The final step was to connect the Playwright Agent generated tests with the POM structure created using Cursor. I prompted the agent to do this, and to be honest, it did a surprisingly good job connecting the dots. It refined the output — started using the fixture and POM, improved assertions, added missing locators in the pages, and restructured parts of the code to follow best practices: simple, modular steps that leverage the POM before asserting outcomes.

Generated code

Overall, while the Generator still needs guidance, it’s a promising tool for quickly producing readable and maintainable Playwright tests. I’m particularly curious to see how it would perform if a POM and supporting code were already in place — something I plan to explore in the future.

Keep in mind that I’m testing a very simple blog website. For a more complex application, I would expect the agent to create additional methods that combine multiple actions into cohesive user flows.

Healer: Debugging with a helping hand

Once the tests were in place, the Healer stepped in.

It executed the test suite, identified failing cases, and even suggested fixes — such as adjusting locators, retrying timeouts, or correcting minor assertions.

While it didn’t always resolve everything perfectly, it was a surprisingly effective debugging companion, especially for identifying root causes faster. At the same time, you can basically do the same using Cursor’s prompt and instead of lettin the MCP drive, you can send prompts and accept/reject the agent’s changes.

Conclusion

Building a production-ready Playwright test suite isn’t just technical — it’s strategic. Great tests don’t start with code — or even AI — they start with understanding your users.

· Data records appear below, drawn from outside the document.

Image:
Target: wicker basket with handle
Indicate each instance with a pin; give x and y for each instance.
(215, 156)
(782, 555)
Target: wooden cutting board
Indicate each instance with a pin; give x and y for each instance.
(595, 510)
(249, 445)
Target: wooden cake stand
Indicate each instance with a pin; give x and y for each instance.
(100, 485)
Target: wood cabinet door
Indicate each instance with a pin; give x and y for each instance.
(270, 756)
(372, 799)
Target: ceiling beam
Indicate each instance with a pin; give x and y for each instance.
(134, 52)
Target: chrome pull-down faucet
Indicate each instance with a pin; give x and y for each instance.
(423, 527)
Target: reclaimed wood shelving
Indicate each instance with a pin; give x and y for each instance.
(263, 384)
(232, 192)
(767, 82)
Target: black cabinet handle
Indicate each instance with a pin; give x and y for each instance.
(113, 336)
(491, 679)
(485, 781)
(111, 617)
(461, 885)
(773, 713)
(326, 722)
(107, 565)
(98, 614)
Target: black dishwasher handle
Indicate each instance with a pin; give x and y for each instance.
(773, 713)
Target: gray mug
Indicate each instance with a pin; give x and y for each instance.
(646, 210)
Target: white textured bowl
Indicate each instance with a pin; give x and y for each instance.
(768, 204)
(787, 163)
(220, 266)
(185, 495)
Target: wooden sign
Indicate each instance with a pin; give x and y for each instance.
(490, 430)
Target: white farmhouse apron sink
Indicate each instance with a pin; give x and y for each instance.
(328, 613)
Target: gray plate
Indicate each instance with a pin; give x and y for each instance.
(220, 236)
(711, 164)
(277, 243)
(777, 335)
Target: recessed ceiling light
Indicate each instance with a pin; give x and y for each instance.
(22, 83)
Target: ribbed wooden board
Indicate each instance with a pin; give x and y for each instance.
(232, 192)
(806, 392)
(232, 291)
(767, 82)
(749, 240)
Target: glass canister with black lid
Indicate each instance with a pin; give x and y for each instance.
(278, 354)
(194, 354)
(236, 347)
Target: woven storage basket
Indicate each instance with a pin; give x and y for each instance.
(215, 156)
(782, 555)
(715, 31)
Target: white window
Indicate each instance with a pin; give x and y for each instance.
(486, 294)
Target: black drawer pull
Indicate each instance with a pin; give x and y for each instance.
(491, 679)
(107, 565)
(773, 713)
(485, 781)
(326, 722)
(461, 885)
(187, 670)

  • Design First, Code Second — Define user journeys before automation, you can use LLMs but these have to be vetted by human.
  • Think Like a User — Focus on meaningful flows, not DOM trees.
  • AI as a Partner — Let AI agents accelerate the process, but guide them with expertise, there will always be human in the loop.
  • Iterate and Refine — AI can draft; humans must direct.
  • Infrastructure Matters — Automate setup and environment handling.
  • Be Pragmatic — Balance automation depth with maintenance effort.

Playwright’s AI agents — the Planner, Generator, and Healer — demonstrate what’s possible when automation intelligence meets engineering insight. They can design, generate, and even fix tests, but your judgment is essential to turn a working test into a reliable, maintainable test suite. With the right balance of human expertise and AI support, test automation becomes faster, smarter, and far more scalable.